From hispanophobia to hispanophilia: travel writing, tourism and politics in late 19th- and early 20th-century New Mexico

Title: From hispanophobia to hispanophilia: travel writing, tourism and politics in late 19th- and early 20th-century New Mexico
Author: Zazula, Piotr
Source document: Brno studies in English. 2014, vol. 40, iss. 2, pp. [123]-146
Extent
[123]-146
  • ISSN
    0524-6881 (print)
    1805-0867 (online)
Type: Article
Language
License: Not specified license
 

Notice: These citations are automatically created and might not follow citation rules properly.

Abstract(s)
At the turn of the 19th and 20th centuries New Mexico's Hispanic intellectual elites, supported by Anglo-American enthusiasts of the Southwest's Spanish colonial past, launched a cultural campaign postulating the existence of New Mexico's "Castilian" nation, separate from the Mexican people south of the Rio Grande and free of local Pueblo Indian cultural infiltration.
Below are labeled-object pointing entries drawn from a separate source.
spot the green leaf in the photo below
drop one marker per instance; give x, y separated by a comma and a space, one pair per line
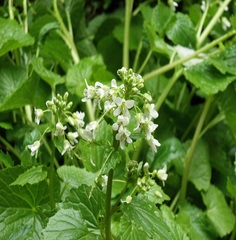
48, 76
75, 177
182, 31
66, 224
207, 78
174, 227
146, 216
90, 201
6, 159
200, 170
227, 102
21, 207
129, 230
195, 222
225, 61
218, 212
5, 125
13, 36
16, 90
85, 69
31, 176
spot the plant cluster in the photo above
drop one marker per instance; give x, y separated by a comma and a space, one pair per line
150, 154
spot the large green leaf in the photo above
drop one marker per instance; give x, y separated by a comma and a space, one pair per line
48, 76
75, 176
66, 224
227, 102
225, 61
195, 222
208, 78
182, 31
146, 216
218, 212
16, 90
31, 176
90, 201
200, 170
21, 207
12, 36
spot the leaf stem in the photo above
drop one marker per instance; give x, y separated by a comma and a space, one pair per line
185, 59
213, 22
189, 155
128, 11
8, 145
167, 89
108, 205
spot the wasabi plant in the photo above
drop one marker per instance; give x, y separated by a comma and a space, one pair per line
117, 120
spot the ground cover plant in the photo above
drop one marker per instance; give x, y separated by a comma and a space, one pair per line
117, 119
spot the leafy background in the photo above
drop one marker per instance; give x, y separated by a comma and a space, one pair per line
39, 56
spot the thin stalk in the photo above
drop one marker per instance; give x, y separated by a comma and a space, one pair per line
189, 155
185, 59
67, 36
213, 22
145, 61
136, 59
128, 11
8, 145
108, 205
167, 89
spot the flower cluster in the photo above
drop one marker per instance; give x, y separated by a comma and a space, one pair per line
123, 104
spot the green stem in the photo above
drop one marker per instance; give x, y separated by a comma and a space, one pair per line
185, 59
68, 38
108, 205
189, 155
167, 89
213, 22
8, 145
128, 11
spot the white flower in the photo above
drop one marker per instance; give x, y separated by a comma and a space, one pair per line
161, 174
90, 131
66, 147
89, 92
34, 148
123, 136
60, 129
78, 119
149, 111
153, 143
123, 106
225, 23
104, 180
38, 115
121, 120
72, 137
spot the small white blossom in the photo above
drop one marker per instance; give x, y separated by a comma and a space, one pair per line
78, 119
121, 120
123, 106
123, 136
67, 147
225, 23
149, 111
90, 131
72, 137
38, 115
34, 148
89, 92
161, 174
60, 129
104, 180
153, 143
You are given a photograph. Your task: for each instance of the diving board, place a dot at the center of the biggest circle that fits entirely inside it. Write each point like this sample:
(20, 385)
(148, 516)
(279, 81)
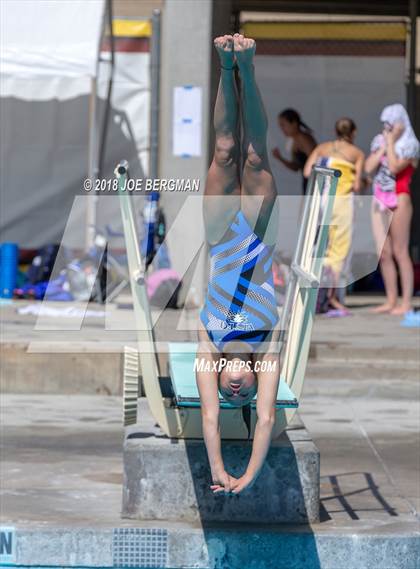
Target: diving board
(174, 401)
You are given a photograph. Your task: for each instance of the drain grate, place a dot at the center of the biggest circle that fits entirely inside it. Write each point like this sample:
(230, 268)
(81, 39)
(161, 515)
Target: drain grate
(140, 547)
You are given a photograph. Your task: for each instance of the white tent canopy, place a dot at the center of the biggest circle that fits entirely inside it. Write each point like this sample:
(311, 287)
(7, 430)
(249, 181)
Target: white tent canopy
(40, 38)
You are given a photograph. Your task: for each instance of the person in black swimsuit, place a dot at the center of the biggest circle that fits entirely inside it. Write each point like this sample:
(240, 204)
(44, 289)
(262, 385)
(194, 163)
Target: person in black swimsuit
(293, 127)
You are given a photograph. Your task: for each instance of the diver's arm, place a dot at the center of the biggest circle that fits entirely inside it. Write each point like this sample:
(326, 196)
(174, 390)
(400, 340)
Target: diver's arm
(268, 382)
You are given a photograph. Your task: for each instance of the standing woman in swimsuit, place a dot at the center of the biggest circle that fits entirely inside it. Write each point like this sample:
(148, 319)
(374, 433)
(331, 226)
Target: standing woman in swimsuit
(303, 142)
(392, 161)
(345, 156)
(240, 309)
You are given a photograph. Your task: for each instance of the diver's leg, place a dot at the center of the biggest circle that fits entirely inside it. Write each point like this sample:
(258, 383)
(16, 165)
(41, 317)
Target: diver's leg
(222, 179)
(257, 178)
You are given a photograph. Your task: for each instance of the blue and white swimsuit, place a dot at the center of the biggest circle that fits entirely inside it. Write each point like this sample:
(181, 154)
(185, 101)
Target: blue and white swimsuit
(240, 302)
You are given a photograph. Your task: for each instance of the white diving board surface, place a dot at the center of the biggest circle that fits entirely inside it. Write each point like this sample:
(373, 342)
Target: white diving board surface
(181, 369)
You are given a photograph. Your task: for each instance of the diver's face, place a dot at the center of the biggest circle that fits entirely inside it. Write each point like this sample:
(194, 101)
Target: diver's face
(238, 383)
(288, 128)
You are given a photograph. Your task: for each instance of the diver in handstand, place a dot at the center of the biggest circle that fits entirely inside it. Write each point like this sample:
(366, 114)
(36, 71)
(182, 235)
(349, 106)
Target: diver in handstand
(240, 314)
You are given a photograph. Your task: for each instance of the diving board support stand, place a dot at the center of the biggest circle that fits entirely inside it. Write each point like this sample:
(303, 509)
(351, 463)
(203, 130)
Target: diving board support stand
(176, 409)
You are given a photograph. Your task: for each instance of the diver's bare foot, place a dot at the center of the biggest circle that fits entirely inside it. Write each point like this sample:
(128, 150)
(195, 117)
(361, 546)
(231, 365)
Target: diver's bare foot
(224, 47)
(401, 310)
(383, 308)
(244, 49)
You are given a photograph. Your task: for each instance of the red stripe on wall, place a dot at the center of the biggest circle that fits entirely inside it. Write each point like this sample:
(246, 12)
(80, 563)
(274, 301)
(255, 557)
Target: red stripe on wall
(137, 45)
The campaign overlapped with the efforts of local politicians attempting to attain statehood status for the Territory of New Mexico. Applying Benedict Anderson's and Ernest Gellner's theories of collective identity-building and nations as "imagined communities," the paper points out to a similar nation-building pattern at work in late 19th-century New Mexico. In a broader context, in the case of the New World's Spanish-speaking nations the same identity-building mechanism can be seen operating in otherwise highly divergent national ideologies. Thus, contrary to their early 19th-century Latin American predecessors who attempted to construct interracial identities, New Mexican Hispanists consistently relied on the trope of "purity" in their descriptions of the racial characteristics, the language, and the folklore of Hispanic New Mexicans. The concept of racial purity resonated well with the fear of miscegenation, prevalent among American Congressmen ever since the US annexation of New Mexico. The very same concept, however, in a long run spelled out the demise of New Mexicans' "Castilian" identity, unable as it was to cope with the demographic and cultural changes in the area, resultant from a steady influx of Mexican immigrants. It seems that the Southwest's Hispanics' emphasis on their Spanishness is being replaced these days by their celebration of mestizaje and the resultant Chicano identity. The current trend, the paper argues, is not a foregone conclusion, however, and, in fact, could have been avoided had New Mexico's Hispanists shifted their semiotic emphasis from "Spanishness" understood along narrowly ethnic lines to hispanidad conceived solely in cultural terms.